Unnamed Wife of Farmer

This woman tries to discourage her husband from pursuing Ike.

Unnamed Farmer(1)

This man owns the farm where Ike Snopes finds food for his cow. He is a "man past middleage" with a "grim and puritanical affinity for abstinence and endurance" (211); angry at the loss of his feed and a feed basket, he angrily pursues Ike through the woods.

Unnamed Wagon Driver(2)

This "driver" who passes Ike Snopes on the side of the road knows Ike well enough to call him by "his name," but is not otherwise described (197).

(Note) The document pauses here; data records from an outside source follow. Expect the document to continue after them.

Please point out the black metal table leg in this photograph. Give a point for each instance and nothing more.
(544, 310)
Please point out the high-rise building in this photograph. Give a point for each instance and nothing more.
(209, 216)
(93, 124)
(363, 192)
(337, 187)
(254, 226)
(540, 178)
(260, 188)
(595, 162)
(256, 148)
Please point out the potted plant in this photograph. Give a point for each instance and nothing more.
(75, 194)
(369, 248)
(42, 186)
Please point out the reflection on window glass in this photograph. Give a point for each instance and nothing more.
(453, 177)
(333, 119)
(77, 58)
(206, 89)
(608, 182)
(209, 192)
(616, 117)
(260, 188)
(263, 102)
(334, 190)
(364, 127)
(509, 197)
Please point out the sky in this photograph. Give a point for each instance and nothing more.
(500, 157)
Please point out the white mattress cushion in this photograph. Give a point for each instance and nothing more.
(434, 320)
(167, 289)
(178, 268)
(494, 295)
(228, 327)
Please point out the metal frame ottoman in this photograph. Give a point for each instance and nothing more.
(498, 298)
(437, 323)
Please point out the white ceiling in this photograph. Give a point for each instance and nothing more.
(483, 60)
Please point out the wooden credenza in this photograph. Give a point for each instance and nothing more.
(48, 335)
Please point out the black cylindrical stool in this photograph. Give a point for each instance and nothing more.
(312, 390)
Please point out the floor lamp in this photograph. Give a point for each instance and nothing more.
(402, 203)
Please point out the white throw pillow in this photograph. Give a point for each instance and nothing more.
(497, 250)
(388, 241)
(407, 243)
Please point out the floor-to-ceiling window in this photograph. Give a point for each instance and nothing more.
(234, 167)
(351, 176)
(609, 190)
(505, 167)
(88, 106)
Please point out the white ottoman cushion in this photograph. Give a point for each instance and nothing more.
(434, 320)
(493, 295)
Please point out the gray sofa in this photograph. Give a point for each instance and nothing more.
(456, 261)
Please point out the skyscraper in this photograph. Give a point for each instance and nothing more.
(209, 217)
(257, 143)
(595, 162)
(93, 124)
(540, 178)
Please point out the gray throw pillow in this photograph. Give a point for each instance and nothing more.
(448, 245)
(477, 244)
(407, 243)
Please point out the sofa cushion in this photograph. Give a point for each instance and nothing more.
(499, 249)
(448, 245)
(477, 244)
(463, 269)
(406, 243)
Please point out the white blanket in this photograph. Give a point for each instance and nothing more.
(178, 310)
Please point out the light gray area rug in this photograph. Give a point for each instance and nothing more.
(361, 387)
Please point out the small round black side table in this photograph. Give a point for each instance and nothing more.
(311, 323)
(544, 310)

Unnamed Traveling Tradesmen

Throughout The Hamlet there is a steady flow of tradesmen, drummers, farmers, and other wayfarers who stay at Mrs. Littlejohn's. This entry represents the majority of them, who are not individualized in any way.

Unnamed Negro Field Hand

Ratliff's revulsion at the idea of Eula Varner being married to Flem Snopes leads him to imagine what Flem's idea of sex is; the result is a disturbing image that probably tells us more about Ratliff than about Flem or anyone else: sex as a kind of business transaction with a "black brute from the field with the field sweat still drying on her" (181) who wants "a nickel's worth of lard" from the store (180).

Prince of Darkness, Father of

The "pa" of the Prince of Darkness, and presumably the original Satan - though Faulkner's cosmology is by no means clear (168).

Prince of Darkness

This "Prince" is apparently the son of the original Satan, "the Prince's pa" (168). He is out-connived by Flem Snopes, who ends up in possession of Hell.

Unnamed Negro Family

The fancy buggy that was once used to court Eula Varner ends up as the property of "a negro farm-hand" who eventually marries and "gets a family" (165).

Unnamed Negro Farmhand(1)

This farmhand buys the buggy that was used by one of Eula's suitors and drives it through the village "a few times each year" (165).